McAvoy’s Charles Xavier is more problematic. There’s a noble attempt to paint him as slightly more human but he instead comes off as alternately sleazy and condescending. His gift, and his intellect, makes him look down on all people – human and mutant alike – and the superior way in which he lectures his students in a late on training montage makes his character even less likeable. Apart from a serviceable Kevin Bacon as Shaw and Jennifer Lawrence’s underwhelming Mystique, the glut of supporting players means most get minimal screen time and some don’t even utter a single word. A large ensemble cast may seem like a good idea for a film of this type but it divides the audience’s attention too much as they wonder who is worth focussing on.
Some sense of moderation could also have helped with the bloated narrative, which constantly redefines the intentions of its villain and leaves us without a single consistent protagonist. Is it about Magneto and Professor X or the kids who become the first X-Men? And how has the human population not noticed the existence of mutants with all the incredibly weird shit going on?
With so many characters comes another problem which is becoming more and more prevalent in comic book adaptations – power fatigue. We’re really starting to scrape the bottom of the super power barrel this year with characters like Green Lantern on screen. His powers don’t work on anything yellow. Yellow, for Christ’s sake! In First Class, Banshee flies by screaming at the ground, Angel has acidic phlegm and Havok appears to throw hyperdestructive hula-hoops with his hips. Seriously studio-types – just because you have a character hidden in a drawer somewhere who causes earthquakes by breaking wind doesn’t mean we need to see him on screen. Ever.
The odd choices don’t stop there – from the ridiculous female attire on show (and an Austin Powers worthy moment when Rose Byrne goes undercover in her underwear) to the zany split screen montages which resemble nothing so much as a Rock Hudson comedy. The worst offender is the reveal of Beast – who lumbers into frame in silhouette looking exactly like a mentally enfeebled, chromatically-confused Honey Monster.

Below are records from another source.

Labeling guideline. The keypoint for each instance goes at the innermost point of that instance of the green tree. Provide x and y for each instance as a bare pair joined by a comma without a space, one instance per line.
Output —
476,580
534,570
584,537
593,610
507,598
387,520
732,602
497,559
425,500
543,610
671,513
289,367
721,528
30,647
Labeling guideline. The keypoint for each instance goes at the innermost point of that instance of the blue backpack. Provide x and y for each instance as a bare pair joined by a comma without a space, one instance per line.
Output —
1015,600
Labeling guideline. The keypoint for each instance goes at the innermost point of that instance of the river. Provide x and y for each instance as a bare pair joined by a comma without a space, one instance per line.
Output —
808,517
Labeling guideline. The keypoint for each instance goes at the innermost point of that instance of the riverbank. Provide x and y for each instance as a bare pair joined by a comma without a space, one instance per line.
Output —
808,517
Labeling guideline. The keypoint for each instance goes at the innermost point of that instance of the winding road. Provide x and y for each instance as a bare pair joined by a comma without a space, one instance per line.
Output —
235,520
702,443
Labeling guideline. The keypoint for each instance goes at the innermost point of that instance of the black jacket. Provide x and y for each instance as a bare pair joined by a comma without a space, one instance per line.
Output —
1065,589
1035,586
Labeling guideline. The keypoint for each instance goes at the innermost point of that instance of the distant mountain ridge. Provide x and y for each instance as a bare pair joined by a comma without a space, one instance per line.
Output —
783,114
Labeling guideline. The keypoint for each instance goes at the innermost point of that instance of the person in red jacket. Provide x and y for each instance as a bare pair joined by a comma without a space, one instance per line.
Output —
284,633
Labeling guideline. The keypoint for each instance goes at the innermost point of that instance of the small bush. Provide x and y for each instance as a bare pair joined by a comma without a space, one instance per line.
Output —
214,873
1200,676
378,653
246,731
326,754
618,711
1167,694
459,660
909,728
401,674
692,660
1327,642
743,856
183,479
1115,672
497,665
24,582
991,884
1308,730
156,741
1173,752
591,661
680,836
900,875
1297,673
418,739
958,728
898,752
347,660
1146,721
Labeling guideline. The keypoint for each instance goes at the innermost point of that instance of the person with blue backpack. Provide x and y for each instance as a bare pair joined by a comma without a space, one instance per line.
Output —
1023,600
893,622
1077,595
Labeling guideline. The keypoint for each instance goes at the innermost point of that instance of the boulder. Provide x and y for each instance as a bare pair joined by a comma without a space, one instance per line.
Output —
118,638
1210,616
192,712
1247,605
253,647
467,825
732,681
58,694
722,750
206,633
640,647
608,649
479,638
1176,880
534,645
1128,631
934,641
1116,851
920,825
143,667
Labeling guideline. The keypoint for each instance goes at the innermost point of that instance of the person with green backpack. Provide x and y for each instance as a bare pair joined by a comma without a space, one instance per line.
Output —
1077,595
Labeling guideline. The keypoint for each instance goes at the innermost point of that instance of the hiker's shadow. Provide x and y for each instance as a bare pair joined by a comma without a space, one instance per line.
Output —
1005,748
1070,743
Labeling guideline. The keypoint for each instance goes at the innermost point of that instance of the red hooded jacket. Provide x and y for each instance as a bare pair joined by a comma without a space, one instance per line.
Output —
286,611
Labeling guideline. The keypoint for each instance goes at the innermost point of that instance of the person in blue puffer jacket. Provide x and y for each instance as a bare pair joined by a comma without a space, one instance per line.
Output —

X-Men: First Class does work from time to time – especially when Fassbender is doing his super-powered superspy thing. He’s simply fantastic in the role, pulling layers of emotion from his meagre back story and playing the tortured and twisted morality to the hilt. The finale benefits hugely from his presence, finally bedding down in some decent action while Henry Jackman’s (no relation) score does suitable things to your emotions. It’s not enough to save the film but it gives you a glimpse into what this superhero melee might have been.
Vaughn’s talent is undeniable but too many characters, a blundering, overwritten plot, dull dialogue and two dimensional characters make X-Men: First Class an exercise in disappointment. There’s some entertainment to be found here but the film ultimately falls far short of its potential.